Not long ago (September 2006) David Leonhardt wrote perhaps his worst article ever about health care called The Choice: A Longer Life or More Stuff – New York Times. This set me off on a series of memes about dogs and sores. In fact I wrote this:
Like a dog licking an open sore, the NY Times again returns to the "we spend so much on health care because it’s worth it" meme in a ridiculous article called The Choice: A Longer Life or More Stuff. (This post was about a different NY Times author’s stupid article on the same subject last month). They then print a bunch of reader responses, sadly few of which point out the fact that compared to countries who spend less money we’re not getting "longer life" (although the first one does).
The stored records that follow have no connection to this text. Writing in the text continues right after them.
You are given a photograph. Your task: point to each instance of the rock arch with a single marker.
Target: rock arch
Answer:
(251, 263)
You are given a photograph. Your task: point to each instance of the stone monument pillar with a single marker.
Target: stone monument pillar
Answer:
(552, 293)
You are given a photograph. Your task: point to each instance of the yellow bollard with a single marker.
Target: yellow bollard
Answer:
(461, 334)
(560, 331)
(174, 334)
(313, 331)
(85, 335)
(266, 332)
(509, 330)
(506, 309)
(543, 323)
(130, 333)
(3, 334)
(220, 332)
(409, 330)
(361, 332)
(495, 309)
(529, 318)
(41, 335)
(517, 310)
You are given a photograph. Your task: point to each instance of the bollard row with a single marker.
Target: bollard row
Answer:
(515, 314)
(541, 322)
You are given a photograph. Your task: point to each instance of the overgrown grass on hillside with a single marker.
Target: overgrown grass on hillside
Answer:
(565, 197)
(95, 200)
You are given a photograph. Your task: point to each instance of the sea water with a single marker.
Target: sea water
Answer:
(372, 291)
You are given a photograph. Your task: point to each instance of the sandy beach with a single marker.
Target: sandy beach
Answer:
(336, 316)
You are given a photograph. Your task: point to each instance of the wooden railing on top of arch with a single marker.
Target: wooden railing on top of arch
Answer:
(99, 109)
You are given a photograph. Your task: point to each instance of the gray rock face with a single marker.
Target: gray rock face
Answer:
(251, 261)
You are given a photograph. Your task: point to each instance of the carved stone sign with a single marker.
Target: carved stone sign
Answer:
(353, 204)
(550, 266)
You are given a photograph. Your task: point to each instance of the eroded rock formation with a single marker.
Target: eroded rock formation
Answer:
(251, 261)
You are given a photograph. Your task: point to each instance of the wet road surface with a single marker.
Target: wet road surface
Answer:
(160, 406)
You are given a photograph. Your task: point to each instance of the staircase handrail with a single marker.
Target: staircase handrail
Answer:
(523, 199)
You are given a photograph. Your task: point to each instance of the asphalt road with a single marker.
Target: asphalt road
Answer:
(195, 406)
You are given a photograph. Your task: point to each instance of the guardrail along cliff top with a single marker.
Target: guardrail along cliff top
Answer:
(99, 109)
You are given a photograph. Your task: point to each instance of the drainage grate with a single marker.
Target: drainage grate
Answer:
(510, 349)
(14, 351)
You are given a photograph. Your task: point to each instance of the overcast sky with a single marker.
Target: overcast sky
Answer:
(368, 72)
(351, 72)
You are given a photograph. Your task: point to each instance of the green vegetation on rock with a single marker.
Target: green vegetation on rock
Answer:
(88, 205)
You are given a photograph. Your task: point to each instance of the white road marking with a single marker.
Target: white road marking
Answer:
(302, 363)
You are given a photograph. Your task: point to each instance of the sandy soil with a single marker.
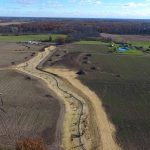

But none of them point out the simple truth. We spend that much because the system has been politically rigged so that it’s virtually impossible not to. There is no causal connection between the vague desire for increased life expectancy on behalf of the public, and the increase in health care system spending. But there is a huge causal connection between the desire for greater health care system revenue on behalf of the system stakeholders and the increase in health care spending– because we have a funding system set up on their behalf. Has the NY Times not heard of, say, Medicare Part D? Have they not heard of 30 years of Wennberg’s Dartmouth works which proves that high cost care has bugger-all to do with improved outcomes? This is like saying we need 5,000 nuclear warheads or a brand new attack fighter 15 years after the end of the cold war, or that the drug war is effective. It’s patently not because we need those things, but it’s because there are strong interests that have gotten them funded!
And then they kept doing it again and again. All based in large part on David Cutler’s work that assumes that paying a gazillion dollars for an extra year of of life is “worth it”. Even if the person concerned could only generate a buck twenty-eight in that year, in that currency that we use to measure value called, you know, money.
But something remarkable has happened. Leonhardt has found his way to Damascus Dartmouth and apparently Cutler (who always ought to have known better, and has apparently been saying sensible-ish things to Maggie Mahar) has too. Today in the NY Times he writes about how we’re wasting tons of money in inappropriate care, and perhaps we ought to have one of those cost-effectiveness institutes like those in other countries.And who knows, it might be politically possible, without “culture” stopping it—because the root cause is political.
Still, we shouldn’t be naïve: a lot of people would lose if medical care came to be based more on what actually worked. <SNIP> So reforming the system will require a fight — not just over the meaning of the word “universal” but also over finding tough, sensible ways to save money. As David Cutler, one of the Obama campaign’s health care advisers, said, “These things are really hard, so they ought to be in the foreground.” The simple truth is that medical spending can’t continue to rise at its current rate. Somehow, we need to make choices.
I love converts.
UPDATE: I’ve had a little back and forth with David Leonhardt. It’s not over yet and it hasn’t made it into his reader response list yet either. At the moment it looks as though he’s suffering from severe cognitive dissonance…I’ll print here if he doesn’t there sooner or later.